Iwamoto Yoshiharu (巌本 善治) was a Japanese educator and early advocate of women's education during the Meiji era.

==Biography==
Iwamoto was born in Izushi, Izushi Domain (in present-day Hyōgo Prefecture), the second son of Inoue Tōbei (井上 藤兵衛). At age six, he was adopted into his maternal line by Iwamoto Hanji (巌本 範治). He began his education with Nakamura Masanao in 1876 at Nakamura's Dōjinsha school, where he studied English; in 1880 he advanced to Tsuda Sen's Friends School to study agriculture. In 1882 he took up a place at Kimura Kumaji's school to study Christian theology. He was baptized in 1883.

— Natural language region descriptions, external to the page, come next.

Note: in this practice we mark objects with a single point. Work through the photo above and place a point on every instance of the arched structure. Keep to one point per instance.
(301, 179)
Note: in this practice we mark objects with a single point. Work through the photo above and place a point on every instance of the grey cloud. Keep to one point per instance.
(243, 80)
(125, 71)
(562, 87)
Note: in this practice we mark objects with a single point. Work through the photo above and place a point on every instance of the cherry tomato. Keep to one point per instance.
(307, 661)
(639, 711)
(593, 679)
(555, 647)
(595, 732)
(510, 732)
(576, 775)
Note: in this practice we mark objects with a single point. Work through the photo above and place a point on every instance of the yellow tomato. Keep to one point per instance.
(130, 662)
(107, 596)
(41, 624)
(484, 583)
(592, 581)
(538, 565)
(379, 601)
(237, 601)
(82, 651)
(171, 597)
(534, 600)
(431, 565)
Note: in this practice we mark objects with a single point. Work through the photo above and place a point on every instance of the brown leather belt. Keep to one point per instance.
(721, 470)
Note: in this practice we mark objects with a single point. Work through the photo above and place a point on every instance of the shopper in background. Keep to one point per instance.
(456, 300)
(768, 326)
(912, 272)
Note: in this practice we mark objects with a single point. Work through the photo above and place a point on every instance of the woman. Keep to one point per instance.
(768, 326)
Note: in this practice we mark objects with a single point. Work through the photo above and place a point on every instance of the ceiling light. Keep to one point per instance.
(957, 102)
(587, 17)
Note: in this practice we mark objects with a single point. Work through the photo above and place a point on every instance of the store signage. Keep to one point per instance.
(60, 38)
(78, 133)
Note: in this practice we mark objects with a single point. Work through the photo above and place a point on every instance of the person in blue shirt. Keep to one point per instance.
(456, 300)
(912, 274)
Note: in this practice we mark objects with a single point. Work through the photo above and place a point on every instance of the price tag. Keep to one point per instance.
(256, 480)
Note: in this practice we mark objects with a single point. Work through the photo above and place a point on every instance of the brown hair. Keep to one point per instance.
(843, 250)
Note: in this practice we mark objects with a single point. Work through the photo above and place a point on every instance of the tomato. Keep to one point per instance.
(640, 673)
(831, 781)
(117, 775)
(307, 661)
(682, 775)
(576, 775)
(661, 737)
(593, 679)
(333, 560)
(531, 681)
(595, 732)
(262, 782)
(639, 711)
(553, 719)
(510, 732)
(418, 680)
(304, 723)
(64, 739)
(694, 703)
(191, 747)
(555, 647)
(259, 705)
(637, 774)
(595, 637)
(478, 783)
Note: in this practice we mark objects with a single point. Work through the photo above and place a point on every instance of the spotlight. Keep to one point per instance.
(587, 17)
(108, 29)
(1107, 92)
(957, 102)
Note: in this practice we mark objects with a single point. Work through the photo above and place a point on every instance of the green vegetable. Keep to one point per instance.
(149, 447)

In cooperation with Kondō Kenzō, Iwamoto started a magazine Jogaku shinshi (女学新誌) which existed only one year in 1884. Then they began a long publishing career with Jogaku zasshi (女学雑誌) in 1885. There, and afterwards, Iwamoto wrote forcefully to advocate changes to Japanese society with respect to women's roles in society. He called for better education for women, the expansion of their civil rights, and for the refoundation of marriage on the basis of love and respect between husband and wife. Still, he held that women's place was in the home—they would be educated to run efficient, hygienic, and economical homes so as to raise intelligent, moral, and service-minded children.

Beginning in 1885 Iwamoto helped to found and taught at Meiji Girls' School (明治女学校, Meiji Jogakkō) in Kōjimachi, Tokyo with Tsuda Umeko, Kimura Kenzō, Shimada Saburō, and Tada Umachi.